The allegations of espionage and murder come as new developments arise over international spying. U.S. cybersecurity firm Mandiant issued a report in early February alleging widespread industrial espionage by the Chinese military against commercial entities across the United States. The Mandiant report is relevant to Shane Todd's case because it shows that "there is no clear line in China between commercial entities and China's military and government," said China expert Dean Cheng of the Heritage Foundation, a Washington think tank.

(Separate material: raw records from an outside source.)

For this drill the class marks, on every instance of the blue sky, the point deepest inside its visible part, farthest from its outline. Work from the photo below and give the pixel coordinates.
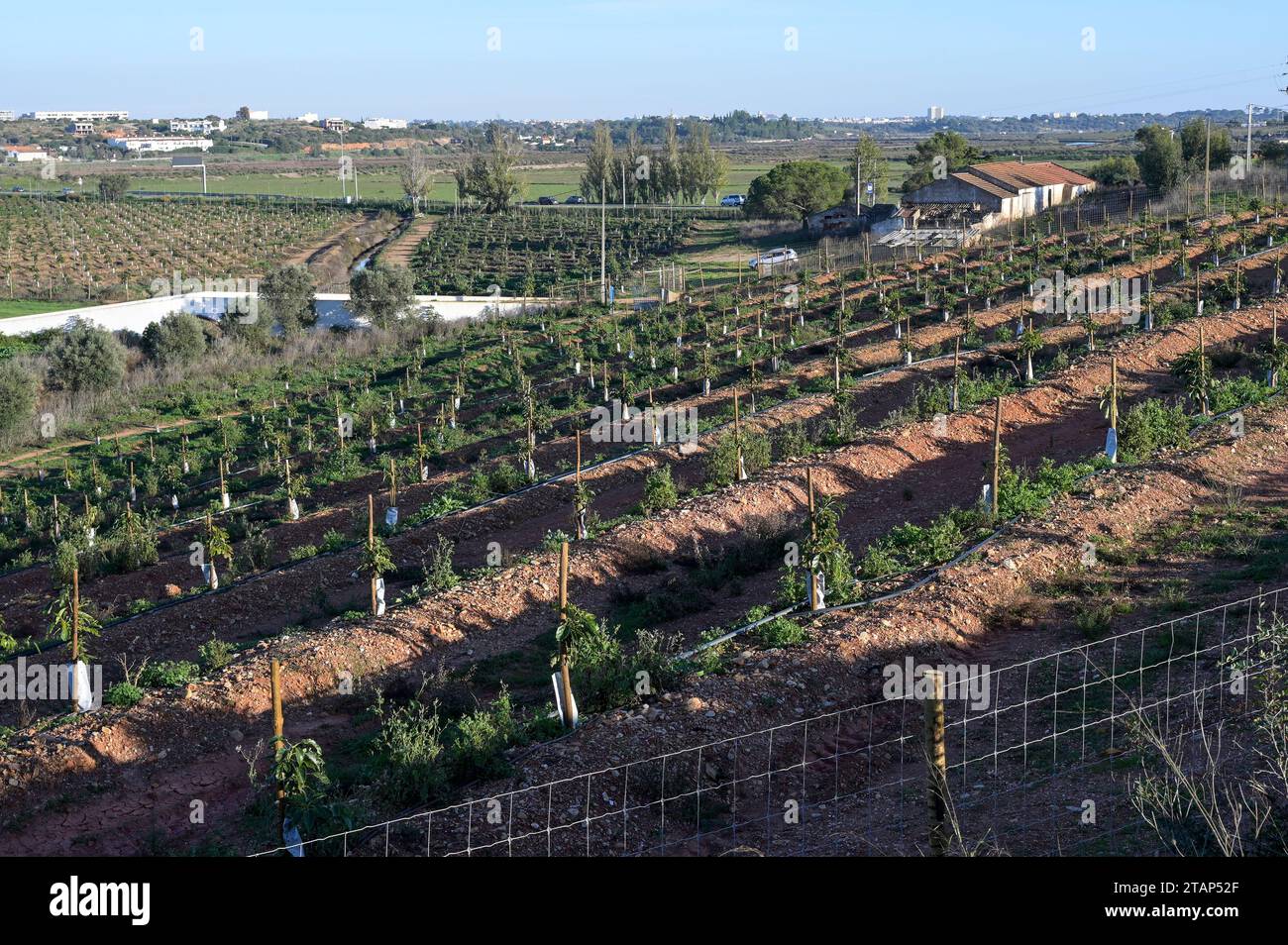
(610, 58)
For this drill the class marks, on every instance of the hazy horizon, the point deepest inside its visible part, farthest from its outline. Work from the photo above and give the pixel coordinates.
(581, 59)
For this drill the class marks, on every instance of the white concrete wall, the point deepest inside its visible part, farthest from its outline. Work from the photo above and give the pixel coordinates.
(137, 316)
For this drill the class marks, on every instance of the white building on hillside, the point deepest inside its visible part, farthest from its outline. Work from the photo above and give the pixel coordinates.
(197, 125)
(25, 153)
(81, 116)
(159, 145)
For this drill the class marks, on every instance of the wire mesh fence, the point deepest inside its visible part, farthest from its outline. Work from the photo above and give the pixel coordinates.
(1038, 759)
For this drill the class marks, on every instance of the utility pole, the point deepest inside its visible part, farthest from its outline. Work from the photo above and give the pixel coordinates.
(603, 245)
(858, 185)
(1247, 158)
(1207, 170)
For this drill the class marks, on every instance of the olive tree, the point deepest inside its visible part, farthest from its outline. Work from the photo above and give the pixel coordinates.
(381, 293)
(287, 293)
(85, 357)
(176, 339)
(17, 395)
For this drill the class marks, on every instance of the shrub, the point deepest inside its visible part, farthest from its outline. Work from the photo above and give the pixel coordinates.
(17, 396)
(722, 460)
(660, 490)
(482, 735)
(168, 674)
(123, 694)
(176, 339)
(333, 541)
(287, 293)
(85, 358)
(595, 661)
(303, 553)
(781, 631)
(132, 544)
(410, 744)
(1151, 425)
(438, 570)
(215, 654)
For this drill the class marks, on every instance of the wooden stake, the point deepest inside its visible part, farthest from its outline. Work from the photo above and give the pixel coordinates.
(936, 764)
(565, 678)
(75, 638)
(809, 488)
(957, 357)
(372, 545)
(997, 458)
(278, 740)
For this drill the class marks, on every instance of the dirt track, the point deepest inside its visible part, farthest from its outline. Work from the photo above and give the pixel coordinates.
(196, 729)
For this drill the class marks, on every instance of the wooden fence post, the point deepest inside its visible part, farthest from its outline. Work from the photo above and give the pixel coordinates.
(372, 545)
(278, 742)
(936, 764)
(565, 678)
(997, 459)
(76, 638)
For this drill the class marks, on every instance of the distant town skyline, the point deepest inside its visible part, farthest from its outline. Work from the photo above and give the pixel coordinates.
(581, 59)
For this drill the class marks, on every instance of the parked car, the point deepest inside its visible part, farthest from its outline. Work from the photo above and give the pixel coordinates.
(781, 257)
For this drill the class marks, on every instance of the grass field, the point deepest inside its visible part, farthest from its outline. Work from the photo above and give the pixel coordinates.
(12, 308)
(380, 183)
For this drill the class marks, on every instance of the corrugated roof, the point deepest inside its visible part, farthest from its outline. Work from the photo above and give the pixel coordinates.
(986, 185)
(1035, 174)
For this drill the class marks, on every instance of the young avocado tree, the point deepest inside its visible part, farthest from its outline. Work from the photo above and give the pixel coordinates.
(217, 546)
(1030, 343)
(1196, 370)
(376, 561)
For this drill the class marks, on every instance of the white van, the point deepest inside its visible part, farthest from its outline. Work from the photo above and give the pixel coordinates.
(781, 257)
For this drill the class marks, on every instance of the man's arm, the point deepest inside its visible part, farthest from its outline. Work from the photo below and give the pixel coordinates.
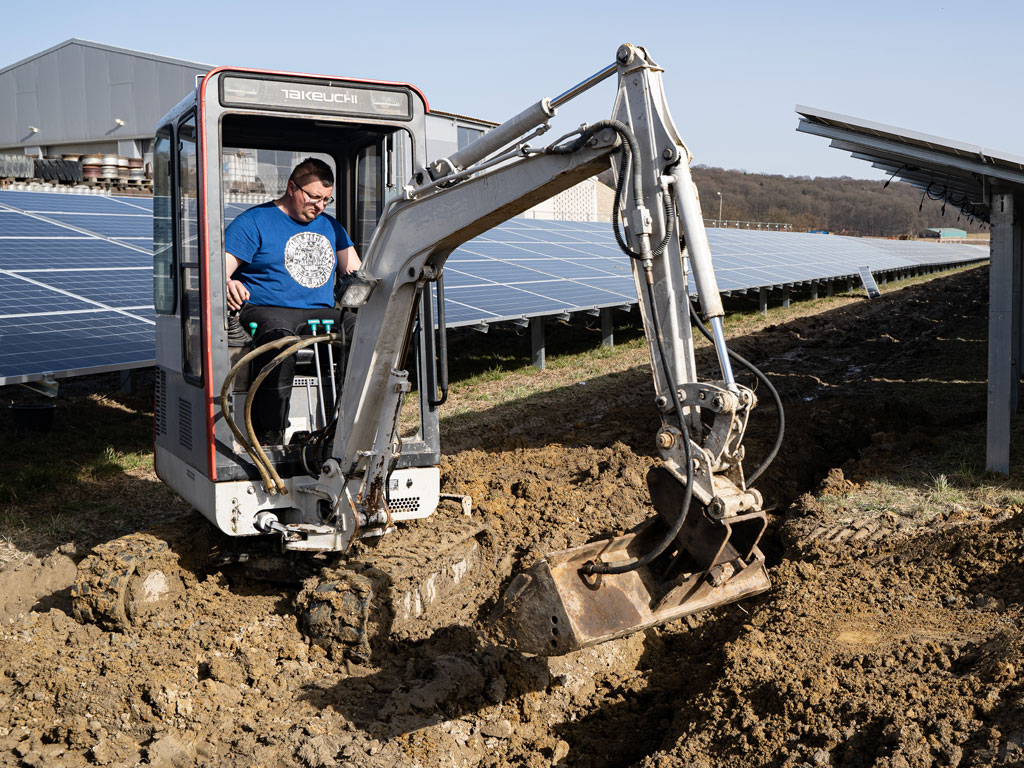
(348, 260)
(237, 293)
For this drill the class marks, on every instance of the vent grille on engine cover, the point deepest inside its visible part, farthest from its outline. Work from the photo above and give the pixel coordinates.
(160, 401)
(184, 424)
(406, 504)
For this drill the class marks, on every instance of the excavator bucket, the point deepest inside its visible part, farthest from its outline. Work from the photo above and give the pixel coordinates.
(554, 608)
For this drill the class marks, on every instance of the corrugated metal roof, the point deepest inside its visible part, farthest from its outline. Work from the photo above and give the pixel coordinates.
(103, 46)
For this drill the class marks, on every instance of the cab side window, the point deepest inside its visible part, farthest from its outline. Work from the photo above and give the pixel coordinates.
(165, 296)
(188, 264)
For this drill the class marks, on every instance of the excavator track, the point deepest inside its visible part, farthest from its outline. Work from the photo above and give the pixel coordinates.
(410, 586)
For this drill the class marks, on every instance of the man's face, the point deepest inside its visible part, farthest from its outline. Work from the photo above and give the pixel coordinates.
(307, 201)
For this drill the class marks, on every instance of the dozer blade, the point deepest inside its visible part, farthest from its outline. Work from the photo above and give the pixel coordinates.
(554, 608)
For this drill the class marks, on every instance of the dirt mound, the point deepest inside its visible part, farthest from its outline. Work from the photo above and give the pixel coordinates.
(892, 635)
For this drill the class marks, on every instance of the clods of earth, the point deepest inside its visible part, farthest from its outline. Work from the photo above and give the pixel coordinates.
(890, 637)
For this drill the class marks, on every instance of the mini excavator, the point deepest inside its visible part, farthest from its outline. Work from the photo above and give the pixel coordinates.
(349, 472)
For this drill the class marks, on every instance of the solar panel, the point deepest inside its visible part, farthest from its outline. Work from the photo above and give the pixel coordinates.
(592, 272)
(62, 344)
(76, 274)
(76, 285)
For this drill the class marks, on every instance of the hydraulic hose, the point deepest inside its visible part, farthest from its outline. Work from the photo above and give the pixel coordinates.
(779, 410)
(591, 567)
(225, 390)
(632, 150)
(278, 481)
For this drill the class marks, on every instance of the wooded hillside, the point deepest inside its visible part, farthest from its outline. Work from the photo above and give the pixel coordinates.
(841, 205)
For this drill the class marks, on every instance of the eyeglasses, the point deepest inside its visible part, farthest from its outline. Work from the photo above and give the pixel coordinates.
(315, 199)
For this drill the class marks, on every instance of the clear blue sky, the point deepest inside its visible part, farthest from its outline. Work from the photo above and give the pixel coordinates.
(733, 70)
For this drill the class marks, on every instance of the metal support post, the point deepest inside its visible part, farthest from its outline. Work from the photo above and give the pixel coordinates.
(1003, 379)
(607, 329)
(537, 338)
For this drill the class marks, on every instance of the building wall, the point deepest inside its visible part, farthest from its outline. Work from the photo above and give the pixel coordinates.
(73, 94)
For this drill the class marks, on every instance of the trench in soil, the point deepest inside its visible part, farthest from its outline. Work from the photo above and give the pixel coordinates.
(870, 388)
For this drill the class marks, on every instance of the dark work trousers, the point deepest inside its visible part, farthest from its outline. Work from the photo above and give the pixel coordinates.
(271, 402)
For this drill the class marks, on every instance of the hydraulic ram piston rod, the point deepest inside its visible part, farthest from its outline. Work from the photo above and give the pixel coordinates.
(691, 221)
(513, 128)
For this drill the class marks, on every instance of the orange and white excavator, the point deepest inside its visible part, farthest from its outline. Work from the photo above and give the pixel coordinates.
(347, 473)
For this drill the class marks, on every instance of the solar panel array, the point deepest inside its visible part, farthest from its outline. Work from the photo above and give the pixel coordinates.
(76, 275)
(76, 285)
(528, 267)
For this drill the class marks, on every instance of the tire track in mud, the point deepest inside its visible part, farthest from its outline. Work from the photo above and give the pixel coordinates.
(864, 650)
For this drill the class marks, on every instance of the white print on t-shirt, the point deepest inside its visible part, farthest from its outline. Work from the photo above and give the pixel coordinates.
(309, 259)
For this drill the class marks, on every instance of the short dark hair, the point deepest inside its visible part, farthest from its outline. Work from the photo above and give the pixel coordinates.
(312, 168)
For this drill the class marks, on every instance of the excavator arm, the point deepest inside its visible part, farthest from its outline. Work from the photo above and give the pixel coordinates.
(700, 548)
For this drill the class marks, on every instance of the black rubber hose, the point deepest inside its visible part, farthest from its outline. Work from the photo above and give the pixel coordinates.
(632, 150)
(779, 411)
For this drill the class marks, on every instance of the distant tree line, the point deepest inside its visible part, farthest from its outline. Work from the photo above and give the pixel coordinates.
(841, 205)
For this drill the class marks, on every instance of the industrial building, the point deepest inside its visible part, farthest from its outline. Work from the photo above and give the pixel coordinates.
(80, 99)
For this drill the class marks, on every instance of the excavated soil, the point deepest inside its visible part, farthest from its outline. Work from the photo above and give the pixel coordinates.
(886, 639)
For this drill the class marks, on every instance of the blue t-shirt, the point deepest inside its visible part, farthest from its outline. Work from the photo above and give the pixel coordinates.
(285, 262)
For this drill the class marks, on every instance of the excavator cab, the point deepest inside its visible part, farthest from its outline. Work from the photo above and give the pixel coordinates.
(226, 146)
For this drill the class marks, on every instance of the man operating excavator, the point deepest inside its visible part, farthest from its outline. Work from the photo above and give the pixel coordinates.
(281, 260)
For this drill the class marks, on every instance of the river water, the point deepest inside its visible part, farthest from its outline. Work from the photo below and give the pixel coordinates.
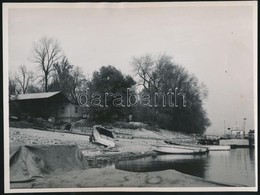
(236, 166)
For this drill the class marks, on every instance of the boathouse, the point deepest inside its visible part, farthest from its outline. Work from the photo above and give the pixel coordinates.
(49, 105)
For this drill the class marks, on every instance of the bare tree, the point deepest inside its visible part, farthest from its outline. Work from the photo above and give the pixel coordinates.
(23, 78)
(46, 52)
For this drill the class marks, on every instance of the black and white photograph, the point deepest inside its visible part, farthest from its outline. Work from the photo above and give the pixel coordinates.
(151, 96)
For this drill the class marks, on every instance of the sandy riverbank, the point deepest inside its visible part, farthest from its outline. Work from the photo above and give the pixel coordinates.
(139, 146)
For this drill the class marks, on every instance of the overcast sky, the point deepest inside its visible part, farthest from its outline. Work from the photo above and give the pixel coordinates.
(216, 43)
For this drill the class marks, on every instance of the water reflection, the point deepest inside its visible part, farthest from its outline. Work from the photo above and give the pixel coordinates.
(236, 166)
(188, 164)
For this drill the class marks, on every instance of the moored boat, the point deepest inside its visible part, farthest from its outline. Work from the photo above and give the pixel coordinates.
(179, 149)
(102, 136)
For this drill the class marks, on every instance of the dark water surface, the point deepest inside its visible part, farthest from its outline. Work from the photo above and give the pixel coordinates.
(236, 166)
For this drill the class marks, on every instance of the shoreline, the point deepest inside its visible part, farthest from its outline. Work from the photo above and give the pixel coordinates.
(97, 156)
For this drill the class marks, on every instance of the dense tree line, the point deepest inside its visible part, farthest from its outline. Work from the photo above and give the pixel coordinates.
(170, 97)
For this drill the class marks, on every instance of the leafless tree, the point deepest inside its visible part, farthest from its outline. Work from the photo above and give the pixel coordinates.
(23, 78)
(46, 52)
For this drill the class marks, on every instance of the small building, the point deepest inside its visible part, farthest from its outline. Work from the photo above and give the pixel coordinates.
(47, 105)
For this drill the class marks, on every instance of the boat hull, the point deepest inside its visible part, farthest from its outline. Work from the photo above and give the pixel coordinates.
(172, 149)
(102, 139)
(234, 142)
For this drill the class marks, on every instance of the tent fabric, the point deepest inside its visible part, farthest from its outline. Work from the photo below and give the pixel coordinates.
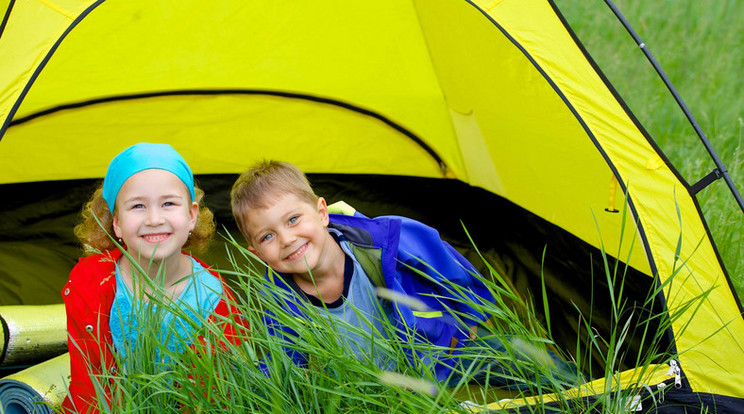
(494, 94)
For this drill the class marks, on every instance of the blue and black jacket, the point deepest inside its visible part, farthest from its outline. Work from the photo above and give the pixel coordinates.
(411, 259)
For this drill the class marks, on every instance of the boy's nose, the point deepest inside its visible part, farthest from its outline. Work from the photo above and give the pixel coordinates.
(286, 238)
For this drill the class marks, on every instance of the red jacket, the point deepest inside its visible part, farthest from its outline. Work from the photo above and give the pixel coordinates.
(88, 297)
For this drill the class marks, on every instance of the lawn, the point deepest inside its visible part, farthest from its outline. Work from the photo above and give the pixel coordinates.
(700, 47)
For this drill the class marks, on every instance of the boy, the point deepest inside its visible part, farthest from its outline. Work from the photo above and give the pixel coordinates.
(332, 260)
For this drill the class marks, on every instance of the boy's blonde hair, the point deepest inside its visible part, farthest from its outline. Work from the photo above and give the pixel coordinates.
(263, 181)
(95, 237)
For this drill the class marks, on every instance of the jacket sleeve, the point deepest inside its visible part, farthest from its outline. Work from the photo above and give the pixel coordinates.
(84, 347)
(439, 274)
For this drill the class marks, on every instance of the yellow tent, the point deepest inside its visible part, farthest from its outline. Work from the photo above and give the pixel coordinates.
(486, 110)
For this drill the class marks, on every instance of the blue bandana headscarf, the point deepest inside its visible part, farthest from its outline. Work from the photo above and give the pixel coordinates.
(140, 157)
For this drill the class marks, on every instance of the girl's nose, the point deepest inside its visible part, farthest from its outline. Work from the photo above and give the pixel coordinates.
(154, 217)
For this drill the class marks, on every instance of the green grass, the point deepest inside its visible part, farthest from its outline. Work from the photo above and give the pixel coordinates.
(255, 375)
(700, 46)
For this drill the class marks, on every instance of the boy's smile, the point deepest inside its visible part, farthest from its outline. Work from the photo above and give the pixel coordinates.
(290, 235)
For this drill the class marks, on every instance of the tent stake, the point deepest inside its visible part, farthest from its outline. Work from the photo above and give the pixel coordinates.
(720, 170)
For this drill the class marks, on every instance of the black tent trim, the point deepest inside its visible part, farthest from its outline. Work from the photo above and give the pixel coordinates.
(6, 17)
(207, 92)
(43, 64)
(623, 185)
(692, 189)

When Mary and Rick Todd arrived in Singapore on June 26, a police detective said their son hung himself with a wide strap from a computer bag, which he'd attached to a rope tied to the toilet and strung through a pulley he had bolted to the wall, Mary Todd said. The detective also read them an apologetic suicide note he said was found on Shane Todd's computer. The note started out thanking IME for the opportunity it offered and continued with apologies to the company and his family. She recalled thinking of the distinct tone of the letter that "it was so Asian."
"Then he gave this pathetic list of memories he had with our family that made no sense whatsoever," Mary Todd said. She handed the letter back to the detective and said her son "may have killed himself, but he didn't write this note."
The Todds' suspicions grew when they went to their son's apartment. There was no pulley and no bolts and no bolt holes, as the police report claimed. The toilet was not where the detective said it would be. There were clothes in the washing machine and piled on the couch in preparation to be packed. Furniture was tagged as if for sale. The apartment looked like someone was getting ready for a move to a new life, not end it all.
Edward Adelstein, chief pathologist at the Harry S. Truman Veterans Hospital in Columbia, Mich., and deputy medical examiner for Michigan's Boone and Callaway counties, disagreed with the preliminary official report that Shane Todd's death was a suicide. Adelstein noted thin marks on Shane Todd's throat, bruises on his forehead, neck and hands, and the normal weight of his lungs. Shane Todd died quickly and not without a struggle, Adelstein said.
Bruising on Todd's hands, neck and forehead were signs of a struggle, he said.
"Perhaps the most important information is that the deceased did not have a history indicating that he was considering taking his life, while there is significant history that he felt his life was being threatened," Adelstein wrote.
Rick Todd says he's not surprised his son tried to fight back.
"Shane was a very tough individual," he said. "He wrestled two years. He was extremely strong. He had a bruise on his forehead. He obviously was able to head-butt somebody."